The firm has to accept some responsibility for their employees' actions.

Respect is always at the individual level and as you have pointed out there is a close relationship here between these consultants and the client, but there must be some disquiet with this having happened twice with the same firm. The company's reputation will probably take a hit even though the relationship is solid. I expect some fallout.

 

Looks like others share your view emmjay:

"Booz Allen Hamilton shares turn negative after DOJ arrests government contractor"

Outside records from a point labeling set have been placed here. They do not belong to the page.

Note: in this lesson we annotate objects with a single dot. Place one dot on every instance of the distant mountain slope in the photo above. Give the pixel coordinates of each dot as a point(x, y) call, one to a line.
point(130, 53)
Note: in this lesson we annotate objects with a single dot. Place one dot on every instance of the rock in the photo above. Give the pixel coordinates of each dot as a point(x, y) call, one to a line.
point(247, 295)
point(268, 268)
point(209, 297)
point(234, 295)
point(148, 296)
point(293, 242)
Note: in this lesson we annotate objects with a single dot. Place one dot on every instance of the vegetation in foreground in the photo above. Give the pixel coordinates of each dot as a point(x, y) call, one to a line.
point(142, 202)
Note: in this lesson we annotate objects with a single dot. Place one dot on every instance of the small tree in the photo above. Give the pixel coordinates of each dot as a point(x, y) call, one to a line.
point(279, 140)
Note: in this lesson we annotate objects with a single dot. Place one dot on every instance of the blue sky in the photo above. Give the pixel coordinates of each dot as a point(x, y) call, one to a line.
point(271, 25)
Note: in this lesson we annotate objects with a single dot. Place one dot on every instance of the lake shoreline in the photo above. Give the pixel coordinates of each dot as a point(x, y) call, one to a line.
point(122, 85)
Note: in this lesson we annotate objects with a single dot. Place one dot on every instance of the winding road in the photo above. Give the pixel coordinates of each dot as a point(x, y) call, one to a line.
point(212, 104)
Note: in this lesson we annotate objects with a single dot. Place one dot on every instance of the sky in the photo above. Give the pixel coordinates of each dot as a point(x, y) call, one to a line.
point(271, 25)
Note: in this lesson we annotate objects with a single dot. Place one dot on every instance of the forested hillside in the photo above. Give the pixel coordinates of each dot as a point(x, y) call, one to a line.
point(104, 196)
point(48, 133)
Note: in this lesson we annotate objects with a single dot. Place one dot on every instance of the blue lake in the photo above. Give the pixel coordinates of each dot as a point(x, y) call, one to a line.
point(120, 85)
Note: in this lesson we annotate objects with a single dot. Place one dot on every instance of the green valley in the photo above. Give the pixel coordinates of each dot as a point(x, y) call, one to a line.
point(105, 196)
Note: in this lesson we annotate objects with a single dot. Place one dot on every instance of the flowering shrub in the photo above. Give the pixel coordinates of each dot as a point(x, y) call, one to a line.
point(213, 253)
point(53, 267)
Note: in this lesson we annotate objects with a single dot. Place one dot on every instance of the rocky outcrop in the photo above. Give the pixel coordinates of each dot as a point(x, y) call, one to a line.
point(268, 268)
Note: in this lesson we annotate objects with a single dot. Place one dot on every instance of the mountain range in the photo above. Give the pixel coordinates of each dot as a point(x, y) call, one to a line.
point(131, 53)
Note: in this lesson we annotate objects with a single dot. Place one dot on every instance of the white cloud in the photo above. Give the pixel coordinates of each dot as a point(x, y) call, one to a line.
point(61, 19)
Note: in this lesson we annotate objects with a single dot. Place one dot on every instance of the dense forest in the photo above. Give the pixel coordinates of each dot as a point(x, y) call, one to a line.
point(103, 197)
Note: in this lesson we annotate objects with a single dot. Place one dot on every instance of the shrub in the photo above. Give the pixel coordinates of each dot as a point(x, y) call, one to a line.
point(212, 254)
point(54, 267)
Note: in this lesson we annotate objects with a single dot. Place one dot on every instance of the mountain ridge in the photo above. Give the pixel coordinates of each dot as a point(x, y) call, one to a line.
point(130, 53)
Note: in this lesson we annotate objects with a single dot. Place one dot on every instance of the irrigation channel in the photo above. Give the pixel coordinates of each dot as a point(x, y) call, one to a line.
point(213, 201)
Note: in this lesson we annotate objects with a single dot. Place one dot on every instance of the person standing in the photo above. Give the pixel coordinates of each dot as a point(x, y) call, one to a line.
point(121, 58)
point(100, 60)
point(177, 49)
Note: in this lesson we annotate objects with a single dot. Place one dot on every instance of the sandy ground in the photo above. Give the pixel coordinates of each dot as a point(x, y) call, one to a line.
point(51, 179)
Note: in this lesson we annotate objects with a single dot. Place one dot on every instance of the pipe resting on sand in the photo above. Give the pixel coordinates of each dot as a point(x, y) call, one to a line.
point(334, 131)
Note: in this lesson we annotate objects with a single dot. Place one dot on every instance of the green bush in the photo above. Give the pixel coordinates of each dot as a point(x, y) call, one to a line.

http://www.cnbc.com/2016/10/05/booz...-after-doj-arrests-government-contractor.html

 

"...According to the Yahoo alum, a mere 'modification to [existing] mail filters wouldn’t have raised a red flag … [the security team] wouldn’t have been able to detect it in the first place.' Rather.'Yahoo’s security team had detected “something novel, like something a hacker would have installed.' The team believed it 'was or looked like a root kit,' ...'

...'The program that was installed for interception was very carelessly implemented, in a way that if someone like an outside hacker got control of it, they could have basically read everyone’s Yahoo mail,' something the source attributed to 'the fact that it was installed without any security review'...

...they immediately did what was done for any other uncovered vulnerability, filing a complaint so the problem could be tracked and corrected...after the security team raised an alarm over the email scanning, still thinking it was the work of an outside hacker and not their coworkers, the complaint suddenly went missing from Yahoo’s internal tracker...

...Eventually, several months after the tool was first installed, some members of Yahoo’s security team were filled in about the truth of scanning project,..”

https://theintercept.com/2016/10/07...ould-have-given-a-hacker-access-to-all-email/

~ Removed Off Topic Remarks and OT Image Link as per Policy ~

 

NSA could put undetectable “trapdoors” in millions of crypto keys

-- Tom

 

This is a math problem, which lazy internet site owners are facilitating for adversaries. It can take two months to generate a "hack" to a PRIME. Lazy providers are using what I'll call a "normal" prime, and one many many others are using too. So guess what, if an adversary takes the time and MONEY to break that specific PRIME the payoff is huge. One obvious solution is to always use a unique PRIME, which would discourage taking the time and MONEY to break it. The payoff wouldn't be worth the investment, so to speak. This is not a new weakness that was discovered, but the trapdoor expedites the process, while still a formidable one. See below.

Paste from your linked article:

The researchers were able to break one of these weakened 1,024-bit primes in slightly more than two months using an academic computing cluster of 2,000 to 3,000 CPUs.

end paste.

Even with these trapdoors in place the payoff must be significant to undergo what is needed to break in!!

Some of the top VPN providers we mention here have generated their OWN prime and can re-tool them as they need to.